The supporting cast does a masterful job of crafting their own distinct characters while allowing Chalamet’s nuclear performance to remain at the heart of the film. Gwyneth Paltrow as Kay Stone emerges as the fading star who is physically drawn into Marty Mauser’s relentlessly swirling life and allows Mauser access to her too rich, too arrogant husband, pen magnate Milton Rockwell, played with narcissistic elegance by Shark Tank alumnus Kevin O’Leary. It’s been decades since Paltrow picked up her OSCAR for Shakespeare In Love and her EMMY for Glee, but her on screen luminance has not faded. O’Leary may have no formal acting credits, but he personifies the mega-millionaire who builds a career by being aloof and, at times, brutal.
The appearance of Koto Kawaguchi as Japanese table tennis champion Koto Endo is a masterful touch, made more profound in that Kawaguchi has won international fame as a deaf champion who plays the game under sponsorship from Toyota. The match footage pits Chalamet against Kawaguchi, not stunt doubles, and the choreography is breath taking.
For those who revel in the game of identifying actors who we “know from somewhere … I just can’t think of where …” the proliferation of supporting cast members who are magically assembled for the film is significant. Playwright David Mamet appears as do Penn Jillete, Isaac Mizrahi, Sandra Bernhard, and Fran Drescher, among others.
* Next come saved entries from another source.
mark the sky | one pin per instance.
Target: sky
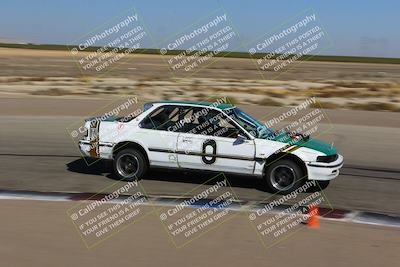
(355, 28)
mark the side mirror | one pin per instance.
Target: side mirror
(240, 139)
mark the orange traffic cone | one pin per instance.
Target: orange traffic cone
(313, 220)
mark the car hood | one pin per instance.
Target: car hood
(304, 141)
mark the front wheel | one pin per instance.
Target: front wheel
(283, 176)
(130, 164)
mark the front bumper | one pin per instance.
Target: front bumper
(324, 171)
(85, 147)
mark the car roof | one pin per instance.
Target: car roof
(217, 105)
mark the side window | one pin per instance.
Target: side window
(162, 118)
(210, 122)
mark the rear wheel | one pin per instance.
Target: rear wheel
(130, 164)
(284, 176)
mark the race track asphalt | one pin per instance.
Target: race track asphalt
(37, 154)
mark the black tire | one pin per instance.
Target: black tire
(130, 164)
(284, 176)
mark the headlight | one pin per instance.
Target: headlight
(327, 159)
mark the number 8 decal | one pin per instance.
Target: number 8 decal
(207, 159)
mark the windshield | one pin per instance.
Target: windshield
(253, 126)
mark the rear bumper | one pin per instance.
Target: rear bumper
(324, 171)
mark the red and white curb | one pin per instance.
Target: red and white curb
(342, 215)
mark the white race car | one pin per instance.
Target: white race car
(208, 136)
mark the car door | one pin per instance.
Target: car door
(209, 140)
(156, 131)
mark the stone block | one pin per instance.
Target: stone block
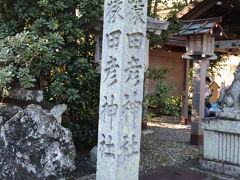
(33, 145)
(220, 168)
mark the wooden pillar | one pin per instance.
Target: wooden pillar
(198, 100)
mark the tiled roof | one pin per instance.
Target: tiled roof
(202, 26)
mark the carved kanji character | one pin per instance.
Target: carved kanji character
(133, 71)
(111, 71)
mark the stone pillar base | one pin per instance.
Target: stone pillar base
(221, 168)
(196, 139)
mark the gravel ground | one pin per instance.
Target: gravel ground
(168, 145)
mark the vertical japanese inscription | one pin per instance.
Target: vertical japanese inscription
(131, 108)
(111, 71)
(133, 71)
(137, 11)
(106, 146)
(109, 109)
(114, 39)
(114, 10)
(121, 89)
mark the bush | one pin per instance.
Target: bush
(46, 40)
(161, 103)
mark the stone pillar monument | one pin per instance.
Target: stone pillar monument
(121, 94)
(198, 103)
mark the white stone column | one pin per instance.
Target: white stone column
(121, 93)
(198, 100)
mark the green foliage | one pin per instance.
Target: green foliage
(161, 103)
(45, 39)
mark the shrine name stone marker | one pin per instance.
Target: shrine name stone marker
(121, 94)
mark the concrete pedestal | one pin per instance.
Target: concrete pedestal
(221, 146)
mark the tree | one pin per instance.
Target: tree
(45, 39)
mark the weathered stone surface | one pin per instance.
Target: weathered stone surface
(221, 146)
(28, 95)
(33, 145)
(230, 99)
(9, 111)
(121, 93)
(93, 156)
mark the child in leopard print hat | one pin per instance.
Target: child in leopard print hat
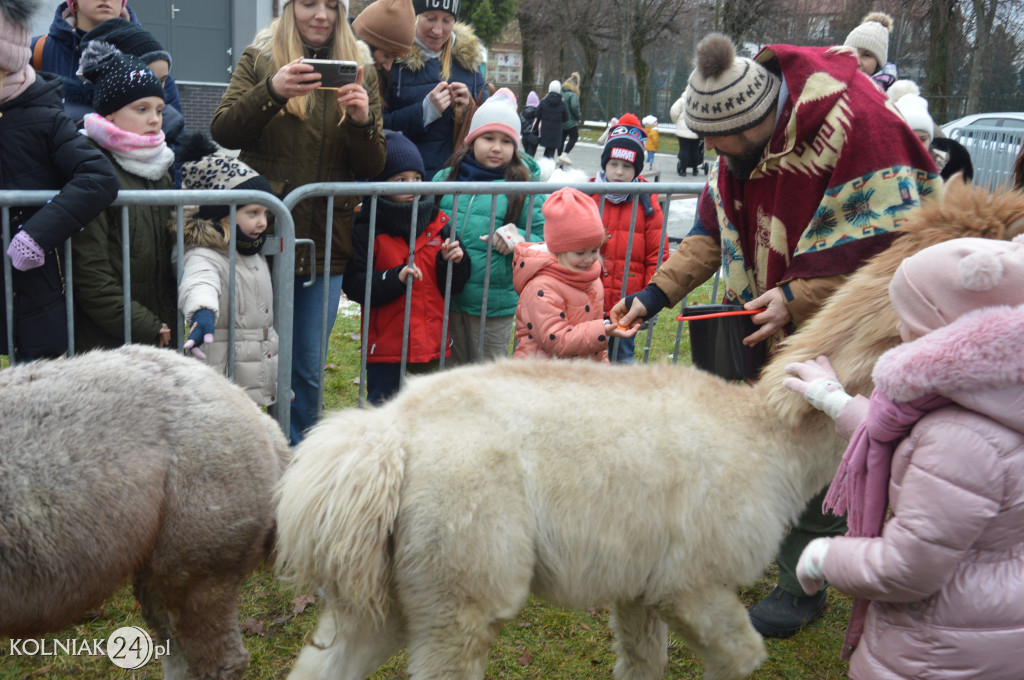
(203, 296)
Odessa A’Zion appears at the beginning of the film as Marty’s clandestine love interest and carries her storm-tossed role through the manic hijinks, the life-threatening chases and concluding climactic moments with a Brooklyn infused anger and energy that plays perfect counterpoint to Chalamet’s portrayal of the driven kid from the streets who refuses to look back, let alone side to side.
It may have taken many years to start with the story of a deeply flawed, but truly talented athlete who was a master of a game that for most is relegated to the basement to be played on rainy afternoons and turn it into a complex, driven study of the dark under side of success, but the time, the effort and the journey are well worth the investment of a few hours of our time.